Under the new subsidy extension provision:

  • The end date of eligibility for the ARRA subsidy changes from December 31, 2009, to February 28, 2010.
  • The ARRA premium subsidy expands to 15 months, increased from current nine months.
  • Those who have lost their subsidy by completing their nine months in November or later would be grandfathered in under the new legislation.
  • Involuntary terminations that occur on or before February 28, 2010, would be eligible for the subsidy, regardless of when the individual’s COBRA eligibility period begins. This addresses a Congressional oversight in the original bill pertaining to December 31, 2009, qualifying events.
  • Additional notices will be sent with information regarding the amendments to Assistance Eligible Individuals, as well as those experiencing a COBRA qualifying event consisting of termination of employment.

Further Details of the Subsidy Extension

  • The COBRA subsidy provision requires additional notices describing the new 15-month premium subsidy. It will be sent to all assistance-eligible individuals who are on COBRA on or after November 1, 2009, or whose qualifying event is a termination of employment occurring on or after that date.
  • The provision also allows a period for the retroactive payment of premiums for assistance-eligible individuals whose subsidy period expired on November 16, 2009, and who failed to continue to pay their premiums.
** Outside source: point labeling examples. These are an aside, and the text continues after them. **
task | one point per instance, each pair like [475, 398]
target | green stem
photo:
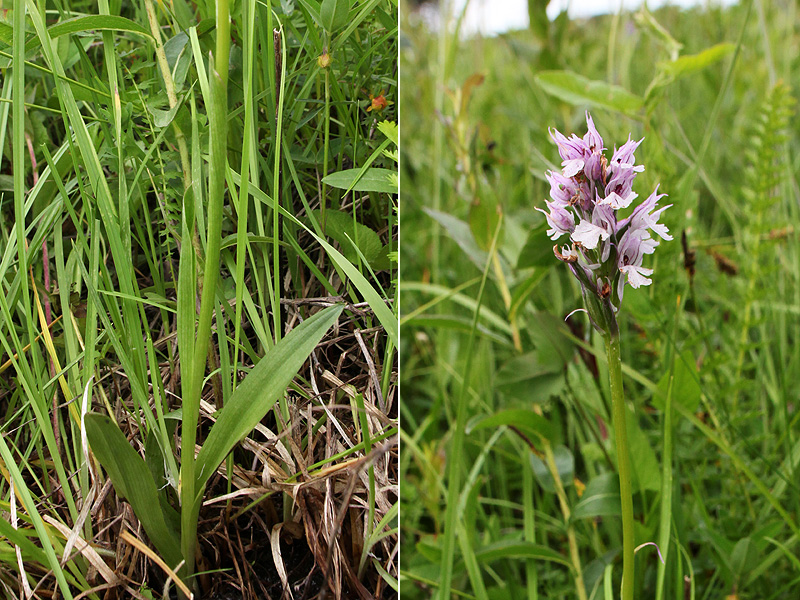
[623, 463]
[191, 496]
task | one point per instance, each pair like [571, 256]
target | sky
[495, 16]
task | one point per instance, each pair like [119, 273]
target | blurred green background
[715, 336]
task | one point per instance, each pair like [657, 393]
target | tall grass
[198, 390]
[506, 410]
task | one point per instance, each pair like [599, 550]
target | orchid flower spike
[606, 251]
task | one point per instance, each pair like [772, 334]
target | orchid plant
[606, 252]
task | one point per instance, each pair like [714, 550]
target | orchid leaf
[259, 391]
[132, 480]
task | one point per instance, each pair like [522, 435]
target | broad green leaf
[96, 23]
[132, 480]
[374, 179]
[578, 90]
[696, 62]
[600, 498]
[333, 14]
[525, 420]
[341, 226]
[262, 387]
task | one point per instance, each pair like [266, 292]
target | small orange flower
[378, 103]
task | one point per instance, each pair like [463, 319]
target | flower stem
[623, 463]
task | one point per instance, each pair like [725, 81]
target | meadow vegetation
[508, 464]
[198, 234]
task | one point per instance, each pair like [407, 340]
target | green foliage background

The same refund/credit rules under the original ARRA bill apply to any assistance-eligible individual whose subsidy expired in November and who has since paid the full COBRA premium.

In addition, the provision addresses a Congressional oversight in the original subsidy by making eligibility for the subsidy hinge only on the involuntary termination of employment occurring on or before the new February 28, 2010, sunset date. Subsidy eligibility is no longer tied to the date the COBRA eligibility period begins. Under the original subsidy bill, anyone whose benefits terminate on December 31, 2009, would not be eligible for the COBRA premiums reduction program under ARRA because COBRA eligibility also had to occur on or before December 31, 2009. If a worker is involuntarily terminated on
December 31, 2009, COBRA eligibility would begin on January 1, 2010, making them ineligible for the subsidy.

The House Rules Committee has introduced another subsidy extension in H.R. 2847, Jobs for Main Street Act, 2010. The COBRA provision in this bill would extend the subsidy until June 30, 2010. Although the Senate will not be taking up this bill this year, it presumably will be a starting point for the Jobs bill discussions next year.